1.  Russia Sanctions Evasion: Understanding the Red Flags

On March 2, the Department of Commerce, Department of the Treasury and Department of Justice issued a tri-seal compliance note outlining methods Russia uses to evade sanctions and export controls. Some of the common red flags that indicate a third-party intermediary may be engaged in efforts to evade sanctions or export controls include the following: use of corporate vehicles like shell companies to obscure (i) ownership, (ii) source of funds, or (iii) countries involved, particularly sanctioned jurisdictions; a customer’s reluctance to share information about the end use of a product, including reluctance to complete an end-user form; use of shell companies to conduct international wire transfers, often involving financial institutions in jurisdictions distinct from company registration; declining customary installation, training, or maintenance of the purchased item(s); IP addresses that do not correspond to a customer’s reported location data; last-minute changes to shipping instructions that appear contrary to customer history or stated business activities; payment coming from a third-party country or business not listed on the end-user statement or other applicable end-user form; use of personal email accounts instead of company email addresses; and transactions involving entities with little or no web presence. Given the proliferation of sanctions and export controls imposed in response to Russia’s invasion of Ukraine, multinational companies should be vigilant in their compliance efforts and be on the lookout for possible attempts to evade U.S. laws.

2.   New Free Trade Agreements Seek to Nix China Nexus

Traditionally, the United States Trade Representative (USTR) pursues free trade agreements (FTAs) with other countries to open foreign markets for U.S. goods. However, since Biden appointed Katherine Tai as the USTR, there has been little information outlining the administration’s approach regarding market access for U.S. goods. Thus, her comment during a March 24 hearing before the House Ways and Means Committee was somewhat surprising: “we are not pursuing traditional fully liberalizing trade agreements, because we see those as part of the problem we are correcting for.” She explained that the issue with negotiating an FTA with Taiwan or anywhere in East Asia is that in any agreement, rules of origin allow some proportion of a good’s inputs to be from China and the Biden administration does not want any trade agreement that includes China in its supply chain.

3.  CBP Launches UFLPA Enforcement Dashboard

On March 14, U.S. Customs and Border Protection (CBP) unveiled its new Uyghur Forced Labor Prevention Act (UFLPA) Enforcement Statistics dashboard.

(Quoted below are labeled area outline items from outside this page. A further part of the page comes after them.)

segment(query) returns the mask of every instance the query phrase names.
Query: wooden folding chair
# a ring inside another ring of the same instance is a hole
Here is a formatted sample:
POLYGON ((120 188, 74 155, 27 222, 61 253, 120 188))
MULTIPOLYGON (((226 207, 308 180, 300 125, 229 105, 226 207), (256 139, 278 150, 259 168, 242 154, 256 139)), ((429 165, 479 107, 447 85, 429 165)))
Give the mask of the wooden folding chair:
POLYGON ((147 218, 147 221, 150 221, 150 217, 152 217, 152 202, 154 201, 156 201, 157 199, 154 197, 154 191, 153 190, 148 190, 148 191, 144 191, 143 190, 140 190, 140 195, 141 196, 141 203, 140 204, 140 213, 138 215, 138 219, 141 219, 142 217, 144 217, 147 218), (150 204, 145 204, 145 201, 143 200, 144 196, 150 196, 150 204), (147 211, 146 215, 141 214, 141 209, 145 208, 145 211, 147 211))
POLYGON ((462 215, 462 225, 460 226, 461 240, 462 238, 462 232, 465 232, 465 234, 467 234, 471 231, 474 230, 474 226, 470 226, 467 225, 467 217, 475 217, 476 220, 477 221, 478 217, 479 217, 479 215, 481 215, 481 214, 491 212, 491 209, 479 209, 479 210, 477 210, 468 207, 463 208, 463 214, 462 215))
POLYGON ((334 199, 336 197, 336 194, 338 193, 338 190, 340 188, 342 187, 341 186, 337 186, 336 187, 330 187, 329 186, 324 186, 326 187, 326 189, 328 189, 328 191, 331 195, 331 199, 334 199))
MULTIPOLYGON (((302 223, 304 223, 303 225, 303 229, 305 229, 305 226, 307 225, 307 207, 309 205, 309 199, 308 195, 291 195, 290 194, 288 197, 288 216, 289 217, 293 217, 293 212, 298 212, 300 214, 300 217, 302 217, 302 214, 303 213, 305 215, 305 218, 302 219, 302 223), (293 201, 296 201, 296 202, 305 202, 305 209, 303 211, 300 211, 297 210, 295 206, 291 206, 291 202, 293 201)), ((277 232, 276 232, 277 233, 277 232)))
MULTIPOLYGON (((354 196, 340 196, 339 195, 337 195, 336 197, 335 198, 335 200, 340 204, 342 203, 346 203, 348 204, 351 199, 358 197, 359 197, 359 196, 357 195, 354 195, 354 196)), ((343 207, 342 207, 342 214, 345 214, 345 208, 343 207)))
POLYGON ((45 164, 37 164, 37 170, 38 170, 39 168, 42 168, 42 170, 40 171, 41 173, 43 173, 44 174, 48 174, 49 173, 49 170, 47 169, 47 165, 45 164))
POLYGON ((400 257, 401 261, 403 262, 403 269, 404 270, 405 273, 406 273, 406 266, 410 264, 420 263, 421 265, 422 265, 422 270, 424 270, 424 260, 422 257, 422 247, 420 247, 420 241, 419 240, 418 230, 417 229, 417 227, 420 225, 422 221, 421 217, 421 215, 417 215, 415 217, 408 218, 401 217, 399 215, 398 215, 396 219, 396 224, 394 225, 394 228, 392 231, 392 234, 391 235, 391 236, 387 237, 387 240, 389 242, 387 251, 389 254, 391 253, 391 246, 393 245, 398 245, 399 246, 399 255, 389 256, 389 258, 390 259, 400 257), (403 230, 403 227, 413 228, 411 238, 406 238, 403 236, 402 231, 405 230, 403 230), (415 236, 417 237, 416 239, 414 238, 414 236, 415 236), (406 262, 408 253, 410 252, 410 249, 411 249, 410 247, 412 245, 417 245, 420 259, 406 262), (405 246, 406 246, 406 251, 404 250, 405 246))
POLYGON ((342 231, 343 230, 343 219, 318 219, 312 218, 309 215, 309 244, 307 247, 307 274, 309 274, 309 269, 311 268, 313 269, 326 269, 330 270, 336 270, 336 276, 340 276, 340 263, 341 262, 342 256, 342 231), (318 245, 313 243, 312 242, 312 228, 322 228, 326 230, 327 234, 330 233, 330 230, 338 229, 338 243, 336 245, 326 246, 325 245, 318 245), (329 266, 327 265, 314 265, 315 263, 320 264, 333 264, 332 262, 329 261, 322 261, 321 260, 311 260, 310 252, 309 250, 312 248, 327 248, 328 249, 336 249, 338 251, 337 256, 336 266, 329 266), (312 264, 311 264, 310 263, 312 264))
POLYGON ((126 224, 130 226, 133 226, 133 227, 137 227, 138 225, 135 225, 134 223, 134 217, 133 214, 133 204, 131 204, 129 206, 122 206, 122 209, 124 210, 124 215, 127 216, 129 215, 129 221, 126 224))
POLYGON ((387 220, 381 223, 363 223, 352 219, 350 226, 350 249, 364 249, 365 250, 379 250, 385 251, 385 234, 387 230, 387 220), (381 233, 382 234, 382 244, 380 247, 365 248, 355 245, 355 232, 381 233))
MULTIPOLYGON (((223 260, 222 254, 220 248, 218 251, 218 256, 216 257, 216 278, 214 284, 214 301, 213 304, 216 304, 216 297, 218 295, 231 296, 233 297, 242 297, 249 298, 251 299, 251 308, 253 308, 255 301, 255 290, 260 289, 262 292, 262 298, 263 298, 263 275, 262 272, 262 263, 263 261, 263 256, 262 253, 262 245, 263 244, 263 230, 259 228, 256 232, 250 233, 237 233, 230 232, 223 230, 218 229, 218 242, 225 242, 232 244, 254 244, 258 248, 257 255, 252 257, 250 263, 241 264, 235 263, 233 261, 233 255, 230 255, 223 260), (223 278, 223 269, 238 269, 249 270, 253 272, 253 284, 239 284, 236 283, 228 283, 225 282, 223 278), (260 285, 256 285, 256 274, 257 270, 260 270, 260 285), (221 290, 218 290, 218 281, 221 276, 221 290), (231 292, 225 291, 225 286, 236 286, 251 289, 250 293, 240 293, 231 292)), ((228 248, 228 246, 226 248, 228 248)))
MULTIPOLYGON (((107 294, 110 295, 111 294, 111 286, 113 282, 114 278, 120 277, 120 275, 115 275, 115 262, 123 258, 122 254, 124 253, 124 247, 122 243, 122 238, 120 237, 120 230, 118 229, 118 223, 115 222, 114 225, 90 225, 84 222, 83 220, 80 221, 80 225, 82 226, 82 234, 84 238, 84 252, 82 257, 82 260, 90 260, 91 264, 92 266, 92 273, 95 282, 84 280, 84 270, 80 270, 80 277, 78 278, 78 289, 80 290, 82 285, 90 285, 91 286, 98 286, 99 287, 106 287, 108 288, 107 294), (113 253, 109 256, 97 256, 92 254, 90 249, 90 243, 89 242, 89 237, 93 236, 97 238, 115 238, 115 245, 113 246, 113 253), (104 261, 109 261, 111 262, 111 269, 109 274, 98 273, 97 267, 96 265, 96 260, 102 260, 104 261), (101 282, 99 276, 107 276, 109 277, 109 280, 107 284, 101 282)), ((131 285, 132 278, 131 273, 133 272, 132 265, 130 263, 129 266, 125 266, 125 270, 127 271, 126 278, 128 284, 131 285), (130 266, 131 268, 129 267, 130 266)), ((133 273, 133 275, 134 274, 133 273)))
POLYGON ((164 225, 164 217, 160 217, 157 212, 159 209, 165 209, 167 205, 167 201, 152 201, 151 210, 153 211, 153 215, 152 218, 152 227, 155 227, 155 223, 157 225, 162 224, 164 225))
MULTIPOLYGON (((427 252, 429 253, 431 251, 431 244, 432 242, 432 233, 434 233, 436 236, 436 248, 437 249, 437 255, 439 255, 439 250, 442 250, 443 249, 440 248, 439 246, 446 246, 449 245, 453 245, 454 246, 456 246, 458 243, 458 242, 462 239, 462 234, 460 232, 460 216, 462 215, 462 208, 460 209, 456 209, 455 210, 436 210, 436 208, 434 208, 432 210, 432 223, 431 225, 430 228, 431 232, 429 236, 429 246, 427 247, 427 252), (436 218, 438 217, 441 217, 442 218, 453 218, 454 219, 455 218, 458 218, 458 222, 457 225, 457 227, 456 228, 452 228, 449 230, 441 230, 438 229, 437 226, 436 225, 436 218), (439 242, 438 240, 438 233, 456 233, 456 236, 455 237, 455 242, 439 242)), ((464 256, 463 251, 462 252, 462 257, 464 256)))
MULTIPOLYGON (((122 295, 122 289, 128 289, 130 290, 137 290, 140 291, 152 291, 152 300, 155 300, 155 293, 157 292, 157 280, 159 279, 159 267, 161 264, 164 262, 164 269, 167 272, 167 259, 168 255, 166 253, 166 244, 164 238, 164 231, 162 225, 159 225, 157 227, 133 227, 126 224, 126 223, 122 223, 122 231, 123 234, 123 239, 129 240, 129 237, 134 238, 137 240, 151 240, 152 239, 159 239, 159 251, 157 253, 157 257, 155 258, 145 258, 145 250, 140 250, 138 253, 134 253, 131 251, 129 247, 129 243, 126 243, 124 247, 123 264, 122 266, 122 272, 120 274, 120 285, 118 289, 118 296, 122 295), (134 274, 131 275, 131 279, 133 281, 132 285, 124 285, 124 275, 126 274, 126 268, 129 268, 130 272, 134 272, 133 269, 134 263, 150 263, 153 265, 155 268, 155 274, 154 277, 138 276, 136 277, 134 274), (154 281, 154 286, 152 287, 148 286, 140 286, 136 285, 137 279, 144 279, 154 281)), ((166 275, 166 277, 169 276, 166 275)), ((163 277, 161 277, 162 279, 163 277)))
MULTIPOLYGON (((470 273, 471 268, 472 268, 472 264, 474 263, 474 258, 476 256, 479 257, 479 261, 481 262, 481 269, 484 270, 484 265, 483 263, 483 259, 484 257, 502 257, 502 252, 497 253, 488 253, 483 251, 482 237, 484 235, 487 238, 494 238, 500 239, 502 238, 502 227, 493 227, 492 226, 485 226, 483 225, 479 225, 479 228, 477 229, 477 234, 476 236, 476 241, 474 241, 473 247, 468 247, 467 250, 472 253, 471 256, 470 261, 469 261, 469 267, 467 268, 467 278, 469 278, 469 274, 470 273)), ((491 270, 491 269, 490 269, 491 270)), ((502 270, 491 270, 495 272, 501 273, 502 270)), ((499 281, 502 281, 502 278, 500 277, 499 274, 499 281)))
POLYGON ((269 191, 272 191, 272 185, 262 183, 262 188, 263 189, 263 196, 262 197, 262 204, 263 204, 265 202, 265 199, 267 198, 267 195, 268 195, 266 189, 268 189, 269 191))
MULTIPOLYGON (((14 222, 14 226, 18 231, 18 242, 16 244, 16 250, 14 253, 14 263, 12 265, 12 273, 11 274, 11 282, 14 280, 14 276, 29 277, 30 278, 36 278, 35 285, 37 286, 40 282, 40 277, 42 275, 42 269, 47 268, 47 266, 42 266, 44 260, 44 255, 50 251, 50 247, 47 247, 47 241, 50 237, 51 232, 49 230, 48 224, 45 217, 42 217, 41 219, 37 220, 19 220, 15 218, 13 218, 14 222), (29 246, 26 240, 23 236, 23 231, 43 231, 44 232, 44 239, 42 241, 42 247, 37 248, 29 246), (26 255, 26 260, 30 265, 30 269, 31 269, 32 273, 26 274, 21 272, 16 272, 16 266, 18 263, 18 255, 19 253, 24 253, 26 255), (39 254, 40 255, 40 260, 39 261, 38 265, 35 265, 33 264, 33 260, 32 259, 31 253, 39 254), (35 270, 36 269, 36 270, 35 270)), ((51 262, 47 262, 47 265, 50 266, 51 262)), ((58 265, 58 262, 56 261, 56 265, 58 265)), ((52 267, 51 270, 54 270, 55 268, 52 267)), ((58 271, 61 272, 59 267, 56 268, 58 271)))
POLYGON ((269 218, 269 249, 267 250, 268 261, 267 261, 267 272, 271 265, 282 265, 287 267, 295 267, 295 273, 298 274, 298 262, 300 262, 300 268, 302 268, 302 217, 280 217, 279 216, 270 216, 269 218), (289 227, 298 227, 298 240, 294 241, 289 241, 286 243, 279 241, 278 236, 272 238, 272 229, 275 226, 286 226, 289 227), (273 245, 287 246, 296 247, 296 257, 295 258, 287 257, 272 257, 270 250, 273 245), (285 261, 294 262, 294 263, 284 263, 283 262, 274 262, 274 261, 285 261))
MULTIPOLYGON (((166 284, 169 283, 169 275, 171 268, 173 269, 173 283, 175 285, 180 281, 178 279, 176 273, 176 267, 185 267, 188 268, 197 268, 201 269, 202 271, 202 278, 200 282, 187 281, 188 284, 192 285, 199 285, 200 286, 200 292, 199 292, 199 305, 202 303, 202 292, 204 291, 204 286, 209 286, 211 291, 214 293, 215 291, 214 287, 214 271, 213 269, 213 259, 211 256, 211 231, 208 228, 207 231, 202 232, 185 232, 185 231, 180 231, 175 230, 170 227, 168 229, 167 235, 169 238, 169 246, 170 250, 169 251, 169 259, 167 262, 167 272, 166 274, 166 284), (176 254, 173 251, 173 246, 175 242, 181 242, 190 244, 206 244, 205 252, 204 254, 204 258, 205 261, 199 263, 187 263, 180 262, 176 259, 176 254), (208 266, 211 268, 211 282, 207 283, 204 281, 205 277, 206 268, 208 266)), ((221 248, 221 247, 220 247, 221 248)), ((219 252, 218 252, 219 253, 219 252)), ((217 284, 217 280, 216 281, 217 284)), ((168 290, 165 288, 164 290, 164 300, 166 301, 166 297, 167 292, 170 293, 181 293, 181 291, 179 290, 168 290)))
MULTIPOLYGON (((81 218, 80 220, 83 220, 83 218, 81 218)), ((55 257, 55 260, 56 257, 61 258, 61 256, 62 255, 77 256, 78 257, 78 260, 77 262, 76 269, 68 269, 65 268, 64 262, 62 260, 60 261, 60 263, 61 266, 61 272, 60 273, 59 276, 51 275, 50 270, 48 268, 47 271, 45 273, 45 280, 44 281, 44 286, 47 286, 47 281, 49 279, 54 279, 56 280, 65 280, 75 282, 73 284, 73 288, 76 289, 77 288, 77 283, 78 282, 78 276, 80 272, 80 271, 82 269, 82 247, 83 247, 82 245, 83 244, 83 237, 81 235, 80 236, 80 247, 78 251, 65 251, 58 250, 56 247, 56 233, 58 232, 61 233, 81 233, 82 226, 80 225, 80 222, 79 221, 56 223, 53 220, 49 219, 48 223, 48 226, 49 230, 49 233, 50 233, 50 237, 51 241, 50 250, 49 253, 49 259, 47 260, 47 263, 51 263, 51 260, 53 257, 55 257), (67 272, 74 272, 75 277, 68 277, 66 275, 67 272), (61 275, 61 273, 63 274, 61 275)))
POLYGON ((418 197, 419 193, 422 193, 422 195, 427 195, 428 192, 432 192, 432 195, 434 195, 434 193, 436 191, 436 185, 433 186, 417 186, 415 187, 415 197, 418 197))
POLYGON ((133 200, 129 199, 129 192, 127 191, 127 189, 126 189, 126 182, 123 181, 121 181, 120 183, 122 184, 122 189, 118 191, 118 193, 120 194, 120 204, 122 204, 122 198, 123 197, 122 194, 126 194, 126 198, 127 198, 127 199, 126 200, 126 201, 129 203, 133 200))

The dashboard includes data on CBP’s enforcement activities under the UFLPA, such as the number of shipments stopped by CBP, the number of shipments released, shipment value totals, industries involved, and countries of origin. To date, CBP has stopped 3,237 shipments under the UFLPA, valued at $961 million. Of the 3,237 shipments stopped, CBP denied 424 shipments (15.3 percent), released 1,090 shipments (33.7 percent), and has yet to rule on the remaining 1,653 shipments (51.1 percent). Note that enforcement under the UFLPA is not limited to items with China as the legal country of origin. Rather, enforcement is based on the origin of the raw materials used to produce the goods. In fact, the total value of Malaysia-origin or Vietnam-origin imports stopped by CBP under the UFLPA is far higher than the total value of China-origin goods stopped. So, regardless of industry or the country of origin of the relevant goods, companies should be taking proper steps to ensure they can demonstrate that the articles they import do not contain content from the Xinjiang Uyghur Autonomous Region.

4.  Required Department of Commerce Filings

The Bureau of Economic Analysis’ (BEA) BE-12 benchmark survey is due May 31, or by June 30 for reports submitted via eFile, and must be filed by all U.S. entities in which a foreign investor directly or indirectly owns or controls a 10 percent or greater voting interest. The benchmark survey is conducted every five years, replaces the annual BE-13 filing requirement for the relevant year, and is mandatory. Failure to file or provide accurate data can result in civil penalties or criminal penalties. The filing is confidential. The BEA uses these surveys to track the scale of foreign investment activities in the United States and publishes the anonymized results.


TRADE TIP OF THE MONTH: ‘Sanctions are the new FCPA’

On March 2, Deputy Attorney General Lisa Monaco delivered remarks to the American Bar Association National Institute on white-collar crime, reiterating her previous comment that “sanctions are the new FCPA.” Monaco’s speech outlined the Department of Justice’s (DOJ) continued focus on corporate accountability and national security, including export controls. The DOJ announced plans to hire at least 25 new prosecutors within the National Security Division and devote more resources to the effort of investigating and prosecuting corporate sanctions violations and other corporate crimes. With the DOJ investing more in enforcement efforts, companies should do the same to address their compliance risks.